Design, being a creation of new value, needs to shift now. We know this, but we’re still trapped in the world of things. Why can’t we put our big brains to work – turning problems into opportunities, doing better in the world, and dare I say it, leading by example?
I’ve spent too much of my life mentoring startups with ideas that are not thinking big enough, trapped in old thinking, which will result in filling the world with more stuff we don’t need. Each of us is culpable. Each of us is drawn to the new, to things that may enhance our mood or our confidence at the time. But these are things that can end up in the overflowing recycling bins, and bound for charity shops. Before I point the finger, let me admit I fall into this category more often than not. It’s a struggle.
This morning I read that a branch of the Christchurch City Council has contracted a Canadian firm to design a new brand for our city. Whilst an external organisation can often bring insights that we ourselves are not aware of, we ought to be aware that Christchurch already sits on an opportunity to create a real brand story.
What if Christchurch set the standard for new businesses? It would set us apart to ensure that all new or existing businesses attain a level of social and environmental commitment. This is where money could be spent. Instead of funding evermore startup incubators, maybe we could put some of that money into supporting current businesses, and lift the bar for incubators higher.
I know how difficult it is to imagine something that has no physical dimension, and so much of our design process has been focused on physicality over the years. Sports shoes are a case in point. Another example, closer to home, is that of my late brother and his motorcycle. The sheer physicality of the motorcycle excited response and wonder.

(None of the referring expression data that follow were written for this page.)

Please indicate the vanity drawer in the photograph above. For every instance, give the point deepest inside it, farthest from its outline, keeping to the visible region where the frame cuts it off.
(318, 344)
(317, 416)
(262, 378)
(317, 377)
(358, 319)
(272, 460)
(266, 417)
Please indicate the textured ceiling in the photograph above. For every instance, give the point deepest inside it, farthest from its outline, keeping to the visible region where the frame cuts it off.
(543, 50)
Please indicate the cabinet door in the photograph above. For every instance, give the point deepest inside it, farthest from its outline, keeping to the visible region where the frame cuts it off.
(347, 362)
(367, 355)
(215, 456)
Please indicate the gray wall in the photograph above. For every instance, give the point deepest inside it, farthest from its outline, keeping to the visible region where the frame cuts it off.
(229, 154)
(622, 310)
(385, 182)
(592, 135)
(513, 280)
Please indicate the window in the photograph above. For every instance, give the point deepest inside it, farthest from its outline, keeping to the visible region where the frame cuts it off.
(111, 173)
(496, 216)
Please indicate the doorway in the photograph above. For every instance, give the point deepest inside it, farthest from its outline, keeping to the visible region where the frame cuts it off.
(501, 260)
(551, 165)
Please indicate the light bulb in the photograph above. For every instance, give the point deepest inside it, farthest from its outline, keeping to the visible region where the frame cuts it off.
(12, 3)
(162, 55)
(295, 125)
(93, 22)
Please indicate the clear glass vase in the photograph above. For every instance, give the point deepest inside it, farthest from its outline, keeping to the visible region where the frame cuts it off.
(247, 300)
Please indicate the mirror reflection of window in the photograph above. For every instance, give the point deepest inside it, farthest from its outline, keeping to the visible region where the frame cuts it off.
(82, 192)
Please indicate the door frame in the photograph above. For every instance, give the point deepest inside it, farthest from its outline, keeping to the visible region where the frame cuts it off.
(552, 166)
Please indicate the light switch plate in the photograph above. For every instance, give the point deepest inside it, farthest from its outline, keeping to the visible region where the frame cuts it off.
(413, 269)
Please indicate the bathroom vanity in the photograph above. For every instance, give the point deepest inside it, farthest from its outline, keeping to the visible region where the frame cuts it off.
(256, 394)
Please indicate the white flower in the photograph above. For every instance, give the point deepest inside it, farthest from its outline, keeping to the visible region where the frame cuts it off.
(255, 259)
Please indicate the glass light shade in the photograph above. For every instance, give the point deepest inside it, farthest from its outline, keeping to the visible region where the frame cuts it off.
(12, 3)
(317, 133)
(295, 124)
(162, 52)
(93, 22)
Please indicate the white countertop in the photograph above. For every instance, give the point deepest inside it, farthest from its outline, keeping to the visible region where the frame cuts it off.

“Instead of funding evermore startup incubators, maybe we could put some of that money into supporting current businesses, and lift the bar for incubators “
My question is always, how might we bring that excitement and wonder to the services and systems we create to support future generations? We already have many of the components we need. A future-focused iwi Te Rūnanga o Ngāi Tahu, the very first New Zealand-based B Corps Eagle Protect NZ, and individuals such as Sam Johnson who leads technology for good practice with the Student Volunteer Army. We have Seed The Change | He Kākano Hāpai with Anake Goodall 🕉, we have the Terra Nova Foundation with Rose Challies, all working tirelessly as individual organisations. There are many others of course, too numerous to mention and I apologise to those who have spent years battling the status quo. Can we learn to delay gratification and think longer term, as many of our forefathers did?